MIST: Towards Multi-dimensional Implicit BiaS Evaluation of LLMs via Theory of Mind
Yanlin Li, Hao Liu, Huimin Liu, Kun Wang, Yinwei Wei, Yupeng Hu
TL;DR
This work reframes bias in large language models as a Theory of Mind (ToM) failure by adopting the Stereotype Content Model (SCM) to a multidimensional analysis along Competence, Sociability, and Morality. It introduces two indirect tasks, the Word Association Bias Test (WABT) and the Affective Attribution Test (AAT), to elicit latent stereotypes while avoiding explicit bias queries. Through evaluations on eight state-of-the-art LLMs, the study uncovers robust sociability biases, multidimensional divergence, and asymmetries in affective attributions, highlighting complex structural biases that direct queries may miss.

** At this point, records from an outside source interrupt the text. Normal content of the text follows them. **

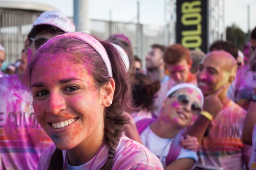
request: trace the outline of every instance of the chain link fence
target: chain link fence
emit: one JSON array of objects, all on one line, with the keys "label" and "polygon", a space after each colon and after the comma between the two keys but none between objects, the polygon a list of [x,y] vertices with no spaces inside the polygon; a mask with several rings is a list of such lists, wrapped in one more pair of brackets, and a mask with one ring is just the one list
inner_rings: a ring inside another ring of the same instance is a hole
[{"label": "chain link fence", "polygon": [[[14,63],[20,58],[24,42],[32,24],[41,13],[33,11],[0,8],[0,44],[6,48],[6,62]],[[90,26],[91,34],[103,39],[118,33],[129,37],[134,53],[142,59],[143,66],[150,45],[164,43],[164,28],[161,26],[91,20]]]}]

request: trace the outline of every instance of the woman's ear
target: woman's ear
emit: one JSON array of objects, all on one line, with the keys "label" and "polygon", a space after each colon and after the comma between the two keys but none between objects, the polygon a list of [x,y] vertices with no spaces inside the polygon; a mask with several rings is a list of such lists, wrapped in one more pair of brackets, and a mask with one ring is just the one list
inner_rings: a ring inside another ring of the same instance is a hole
[{"label": "woman's ear", "polygon": [[101,91],[101,96],[102,99],[102,105],[105,108],[112,104],[115,87],[115,81],[111,78]]}]

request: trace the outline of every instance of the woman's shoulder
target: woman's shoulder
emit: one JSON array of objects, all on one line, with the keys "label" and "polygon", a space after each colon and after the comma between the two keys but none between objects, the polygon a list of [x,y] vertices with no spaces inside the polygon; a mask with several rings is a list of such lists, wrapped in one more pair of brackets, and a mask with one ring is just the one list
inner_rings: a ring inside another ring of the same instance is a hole
[{"label": "woman's shoulder", "polygon": [[126,136],[121,138],[116,156],[113,170],[163,169],[159,159],[148,148]]},{"label": "woman's shoulder", "polygon": [[56,149],[56,146],[52,144],[46,148],[41,154],[38,164],[38,170],[48,169],[51,162],[52,156]]}]

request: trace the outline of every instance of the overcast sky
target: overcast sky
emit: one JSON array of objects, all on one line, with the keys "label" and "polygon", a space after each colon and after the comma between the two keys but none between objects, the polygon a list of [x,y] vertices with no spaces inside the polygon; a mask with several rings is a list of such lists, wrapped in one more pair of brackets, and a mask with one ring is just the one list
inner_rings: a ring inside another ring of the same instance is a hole
[{"label": "overcast sky", "polygon": [[[0,3],[1,1],[0,0]],[[5,1],[11,1],[5,0]],[[15,0],[44,3],[59,9],[68,16],[73,15],[73,0]],[[137,0],[90,0],[89,14],[91,19],[109,20],[112,11],[114,21],[136,22]],[[164,23],[164,0],[140,0],[140,21],[143,24],[162,25]],[[256,0],[225,0],[226,26],[235,23],[247,31],[247,5],[250,5],[250,28],[256,26]]]}]

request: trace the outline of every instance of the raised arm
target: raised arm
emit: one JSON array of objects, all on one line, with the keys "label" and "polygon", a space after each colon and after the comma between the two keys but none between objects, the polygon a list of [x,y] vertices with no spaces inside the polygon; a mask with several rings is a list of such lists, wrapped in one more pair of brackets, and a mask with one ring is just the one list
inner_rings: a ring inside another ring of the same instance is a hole
[{"label": "raised arm", "polygon": [[214,94],[205,97],[203,109],[204,111],[209,113],[210,116],[207,116],[207,118],[203,114],[199,115],[193,125],[187,131],[187,134],[196,137],[199,143],[201,142],[210,123],[210,116],[212,116],[212,119],[222,109],[223,105],[219,99],[219,96],[227,88],[227,85],[224,85],[220,88]]},{"label": "raised arm", "polygon": [[[256,94],[256,88],[254,89]],[[243,129],[243,142],[247,144],[252,144],[253,128],[256,123],[256,102],[252,100],[250,103],[248,112],[245,117]]]}]

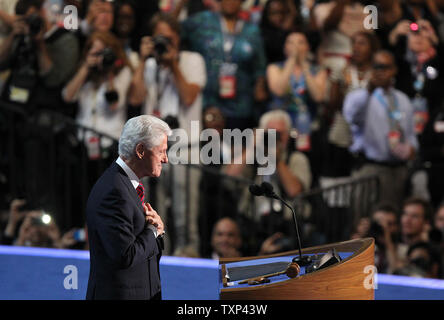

The framework enables finer-grained bias diagnostics with potential implications for debiasing strategies and improving ToM-like reasoning in LLMs across diverse social contexts.
Abstract
Theory of Mind (ToM) in Large Language Models (LLMs) refers to their capacity for reasoning about mental states, yet failures in this capacity often manifest as systematic implicit bias. Evaluating this bias is challenging, as conventional direct-query methods are susceptible to social desirability effects and fail to capture its subtle, multi-dimensional nature. To this end, we propose an evaluation framework that leverages the Stereotype Content Model (SCM) to reconceptualize bias as a multi-dimensional failure in ToM across Competence, Sociability, and Morality. The framework introduces two indirect tasks: the Word Association Bias Test (WABT) to assess implicit lexical associations and the Affective Attribution Test (AAT) to measure covert affective leanings, both designed to probe latent stereotypes without triggering model avoidance. Extensive experiments on 8 State-of-the-Art LLMs demonstrate our framework's capacity to reveal complex bias structures, including pervasive sociability bias, multi-dimensional divergence, and asymmetric stereotype amplification, thereby providing a more robust methodology for identifying the structural nature of implicit bias.